Pumudu's Blog: 2014

Thursday, November 6, 2014

SonarQube : Using SonarQube with Maven and Mac OSX

SonarQube (formally known as just sonar) is a server based open source platform for inspecting code quality of a project. It's mainly designed to inspect continuous code quality of projects with multi developer environment. But it can be use to inspect code quality in individual projects as well.

In this short tutorial I'll explain how to use sonar in single developer environment to inspect code quality of a java project.

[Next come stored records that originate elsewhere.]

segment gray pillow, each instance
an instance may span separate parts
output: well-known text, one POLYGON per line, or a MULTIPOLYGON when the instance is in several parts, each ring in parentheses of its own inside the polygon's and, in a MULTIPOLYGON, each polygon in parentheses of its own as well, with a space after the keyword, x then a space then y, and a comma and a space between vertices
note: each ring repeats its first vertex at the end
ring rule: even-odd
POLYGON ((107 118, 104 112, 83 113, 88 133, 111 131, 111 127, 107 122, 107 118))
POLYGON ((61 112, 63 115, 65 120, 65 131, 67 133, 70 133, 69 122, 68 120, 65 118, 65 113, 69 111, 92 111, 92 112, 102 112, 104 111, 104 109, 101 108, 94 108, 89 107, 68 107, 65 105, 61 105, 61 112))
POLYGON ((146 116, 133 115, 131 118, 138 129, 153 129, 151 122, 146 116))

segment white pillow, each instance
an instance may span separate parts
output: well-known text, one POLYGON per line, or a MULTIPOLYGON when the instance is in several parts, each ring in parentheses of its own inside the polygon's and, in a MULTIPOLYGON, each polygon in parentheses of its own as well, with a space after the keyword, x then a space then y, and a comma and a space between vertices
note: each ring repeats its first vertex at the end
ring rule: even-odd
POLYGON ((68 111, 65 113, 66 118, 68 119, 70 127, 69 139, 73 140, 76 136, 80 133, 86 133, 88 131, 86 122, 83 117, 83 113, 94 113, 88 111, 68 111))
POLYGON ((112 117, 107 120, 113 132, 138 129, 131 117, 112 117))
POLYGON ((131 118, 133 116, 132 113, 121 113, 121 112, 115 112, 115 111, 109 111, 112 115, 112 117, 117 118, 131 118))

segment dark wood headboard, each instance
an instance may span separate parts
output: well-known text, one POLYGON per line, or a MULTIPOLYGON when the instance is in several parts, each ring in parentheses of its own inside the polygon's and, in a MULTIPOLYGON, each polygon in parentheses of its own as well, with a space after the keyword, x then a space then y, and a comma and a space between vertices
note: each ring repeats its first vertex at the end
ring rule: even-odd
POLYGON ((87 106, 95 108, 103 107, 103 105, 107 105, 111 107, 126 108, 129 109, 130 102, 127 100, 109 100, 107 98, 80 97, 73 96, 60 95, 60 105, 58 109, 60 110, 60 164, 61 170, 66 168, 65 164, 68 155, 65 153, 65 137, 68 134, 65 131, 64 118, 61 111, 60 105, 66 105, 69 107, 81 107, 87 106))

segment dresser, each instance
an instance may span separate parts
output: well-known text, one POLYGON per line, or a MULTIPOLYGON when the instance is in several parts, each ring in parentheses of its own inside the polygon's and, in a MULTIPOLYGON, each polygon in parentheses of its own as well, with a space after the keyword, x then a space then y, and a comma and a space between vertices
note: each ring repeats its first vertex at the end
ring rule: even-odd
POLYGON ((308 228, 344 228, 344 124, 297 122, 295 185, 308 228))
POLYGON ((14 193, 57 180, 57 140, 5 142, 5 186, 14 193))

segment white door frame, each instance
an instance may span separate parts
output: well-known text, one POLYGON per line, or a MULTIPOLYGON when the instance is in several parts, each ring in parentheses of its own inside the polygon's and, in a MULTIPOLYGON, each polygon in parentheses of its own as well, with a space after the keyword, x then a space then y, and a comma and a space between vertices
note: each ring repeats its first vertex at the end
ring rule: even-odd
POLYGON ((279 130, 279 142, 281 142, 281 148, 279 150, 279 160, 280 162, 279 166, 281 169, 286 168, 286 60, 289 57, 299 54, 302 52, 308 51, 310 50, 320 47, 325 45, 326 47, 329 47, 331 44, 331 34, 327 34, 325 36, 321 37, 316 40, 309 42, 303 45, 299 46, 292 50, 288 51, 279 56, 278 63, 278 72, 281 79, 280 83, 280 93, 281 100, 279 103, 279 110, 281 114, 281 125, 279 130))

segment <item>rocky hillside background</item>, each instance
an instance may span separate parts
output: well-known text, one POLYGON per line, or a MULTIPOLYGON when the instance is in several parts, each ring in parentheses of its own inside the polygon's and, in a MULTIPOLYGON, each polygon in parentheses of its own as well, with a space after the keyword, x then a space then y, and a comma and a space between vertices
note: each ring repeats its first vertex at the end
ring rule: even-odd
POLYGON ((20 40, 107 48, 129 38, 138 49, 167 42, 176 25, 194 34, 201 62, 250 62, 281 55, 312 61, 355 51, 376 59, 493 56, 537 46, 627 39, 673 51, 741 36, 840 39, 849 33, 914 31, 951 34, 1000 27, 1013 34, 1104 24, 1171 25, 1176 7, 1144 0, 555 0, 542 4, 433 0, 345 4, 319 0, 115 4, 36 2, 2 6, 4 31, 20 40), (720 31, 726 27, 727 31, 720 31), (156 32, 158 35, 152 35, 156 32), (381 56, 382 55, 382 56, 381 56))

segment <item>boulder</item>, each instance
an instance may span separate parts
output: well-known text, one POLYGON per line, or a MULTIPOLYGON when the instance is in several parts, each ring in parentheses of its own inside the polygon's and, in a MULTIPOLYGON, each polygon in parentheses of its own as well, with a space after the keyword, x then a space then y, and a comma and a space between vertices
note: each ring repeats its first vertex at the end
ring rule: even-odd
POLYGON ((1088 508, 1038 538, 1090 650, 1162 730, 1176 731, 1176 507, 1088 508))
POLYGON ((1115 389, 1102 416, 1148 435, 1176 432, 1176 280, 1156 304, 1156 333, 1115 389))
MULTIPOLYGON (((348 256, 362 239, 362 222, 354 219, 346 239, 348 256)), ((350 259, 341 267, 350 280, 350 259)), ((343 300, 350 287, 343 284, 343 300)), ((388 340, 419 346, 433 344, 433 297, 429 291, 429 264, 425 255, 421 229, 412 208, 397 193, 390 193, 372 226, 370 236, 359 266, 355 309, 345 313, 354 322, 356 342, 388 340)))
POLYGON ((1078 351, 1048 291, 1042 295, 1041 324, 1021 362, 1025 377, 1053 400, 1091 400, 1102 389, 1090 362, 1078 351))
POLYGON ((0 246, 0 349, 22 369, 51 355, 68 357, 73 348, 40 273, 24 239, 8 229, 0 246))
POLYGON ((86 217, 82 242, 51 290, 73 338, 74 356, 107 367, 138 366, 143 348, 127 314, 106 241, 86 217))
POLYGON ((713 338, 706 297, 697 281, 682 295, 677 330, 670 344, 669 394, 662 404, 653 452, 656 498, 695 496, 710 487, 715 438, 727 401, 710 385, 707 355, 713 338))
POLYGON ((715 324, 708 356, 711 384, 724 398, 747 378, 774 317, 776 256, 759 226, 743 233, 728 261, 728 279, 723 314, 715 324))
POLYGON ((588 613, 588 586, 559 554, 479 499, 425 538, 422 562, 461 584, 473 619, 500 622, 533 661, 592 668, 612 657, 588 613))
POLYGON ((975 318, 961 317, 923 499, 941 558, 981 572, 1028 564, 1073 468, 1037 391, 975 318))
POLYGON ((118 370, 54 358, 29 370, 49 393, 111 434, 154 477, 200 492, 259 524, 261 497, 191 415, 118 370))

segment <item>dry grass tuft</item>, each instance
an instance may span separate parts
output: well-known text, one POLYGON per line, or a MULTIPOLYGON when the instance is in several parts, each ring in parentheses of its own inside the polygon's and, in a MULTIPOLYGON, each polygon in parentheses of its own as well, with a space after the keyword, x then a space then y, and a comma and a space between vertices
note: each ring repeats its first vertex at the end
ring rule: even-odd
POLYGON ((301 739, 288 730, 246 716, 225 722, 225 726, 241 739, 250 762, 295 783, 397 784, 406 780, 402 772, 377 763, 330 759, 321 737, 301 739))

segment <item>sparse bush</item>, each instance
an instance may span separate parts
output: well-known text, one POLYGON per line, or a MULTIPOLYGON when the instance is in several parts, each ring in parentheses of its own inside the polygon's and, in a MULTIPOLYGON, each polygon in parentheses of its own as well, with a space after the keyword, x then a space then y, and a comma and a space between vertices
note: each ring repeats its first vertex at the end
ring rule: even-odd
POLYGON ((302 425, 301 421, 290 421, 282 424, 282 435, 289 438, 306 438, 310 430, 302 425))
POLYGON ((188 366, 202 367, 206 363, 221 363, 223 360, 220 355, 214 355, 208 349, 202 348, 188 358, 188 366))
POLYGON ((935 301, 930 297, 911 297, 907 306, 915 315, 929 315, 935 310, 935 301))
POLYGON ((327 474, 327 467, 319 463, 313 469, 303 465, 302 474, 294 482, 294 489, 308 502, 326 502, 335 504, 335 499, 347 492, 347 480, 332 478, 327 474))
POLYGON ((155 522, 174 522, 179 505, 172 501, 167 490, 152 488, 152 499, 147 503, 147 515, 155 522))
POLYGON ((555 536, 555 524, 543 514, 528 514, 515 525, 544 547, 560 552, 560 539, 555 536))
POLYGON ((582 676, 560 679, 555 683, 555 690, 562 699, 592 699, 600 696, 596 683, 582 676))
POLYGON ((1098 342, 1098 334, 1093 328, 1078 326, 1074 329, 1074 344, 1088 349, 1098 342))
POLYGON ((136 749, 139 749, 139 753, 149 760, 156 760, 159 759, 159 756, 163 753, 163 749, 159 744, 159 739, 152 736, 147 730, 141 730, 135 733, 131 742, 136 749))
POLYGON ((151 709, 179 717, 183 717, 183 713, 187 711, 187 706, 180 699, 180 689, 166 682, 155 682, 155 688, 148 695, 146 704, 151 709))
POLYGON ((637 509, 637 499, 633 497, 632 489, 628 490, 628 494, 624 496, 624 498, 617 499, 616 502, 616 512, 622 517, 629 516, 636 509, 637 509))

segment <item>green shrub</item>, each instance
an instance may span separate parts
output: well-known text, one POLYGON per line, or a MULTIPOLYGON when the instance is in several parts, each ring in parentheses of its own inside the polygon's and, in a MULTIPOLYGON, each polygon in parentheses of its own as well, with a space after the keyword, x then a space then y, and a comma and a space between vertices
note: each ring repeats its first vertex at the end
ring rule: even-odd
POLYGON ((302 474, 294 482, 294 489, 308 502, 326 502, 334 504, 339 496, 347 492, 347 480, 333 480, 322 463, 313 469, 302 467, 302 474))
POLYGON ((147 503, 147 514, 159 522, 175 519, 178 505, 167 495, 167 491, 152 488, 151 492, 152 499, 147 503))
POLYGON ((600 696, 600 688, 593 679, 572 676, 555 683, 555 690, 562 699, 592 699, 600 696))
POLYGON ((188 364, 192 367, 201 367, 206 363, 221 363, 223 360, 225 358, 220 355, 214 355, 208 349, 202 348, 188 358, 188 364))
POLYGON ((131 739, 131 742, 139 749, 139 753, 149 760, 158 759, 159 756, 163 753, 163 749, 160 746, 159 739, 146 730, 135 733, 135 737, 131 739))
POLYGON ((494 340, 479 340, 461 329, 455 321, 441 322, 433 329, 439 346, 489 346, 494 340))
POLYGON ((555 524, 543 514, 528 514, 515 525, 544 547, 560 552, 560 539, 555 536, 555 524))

I have used following configurations to up and running SonarQube.

Mac OS X (10.9.4)

Mysql

Maven 3.0

JDK 1.6 or Above

Sonar 4.4.1

1. Download, Install and run SonarQube

It's open source..!! you can download it free from sonar website.

SonarQube download [1]. Unzip somewhere you can reach.

Set the SONAR_HOME path to sonar qube base directory using .profile or .bashrc scripts.

2. Create Mysql database for SonarQube

Source following script on mysql to create new database for sonar sonar database script [2]. This is essential as it keeps all data related to projects on this database.

Make sure it's created properly by login to Mysql server.

3. Set up SonarQube

Goto sonarQube conf directory using "cd $SONAR_HOME"/conf and open sonar.properties file using vim.

# Permissions to create tables, indices and triggers must be granted to JDBC user.
# The schema must be created first.
sonar.jdbc.username=sonar
sonar.jdbc.password=sonar

#----- Embedded database H2
# Note: it does not accept connections from remote hosts, so the
# SonarQube server and the maven plugin must be executed on the same host.

# Comment the following line to deactivate the default embedded database.
sonar.jdbc.url=jdbc:h2:tcp://localhost:9092/sonar

# directory containing H2 database files. By default it's the /data directory in the SonarQube installation.
#sonar.embeddedDatabase.dataDir=
# H2 embedded database server listening port, defaults to 9092
#sonar.embeddedDatabase.port=9092


#----- MySQL 5.x
# Comment the embedded database and uncomment the following line to use MySQL
sonar.jdbc.url=jdbc:mysql://localhost:3306/sonar?useUnicode=true&characterEncoding=utf8&rewriteBatchedStatements=true

Note down sonar .jdbc username and password this is the username and password.
Uncomment sonar.jdbc.url to enable jdbc driver for mysql database.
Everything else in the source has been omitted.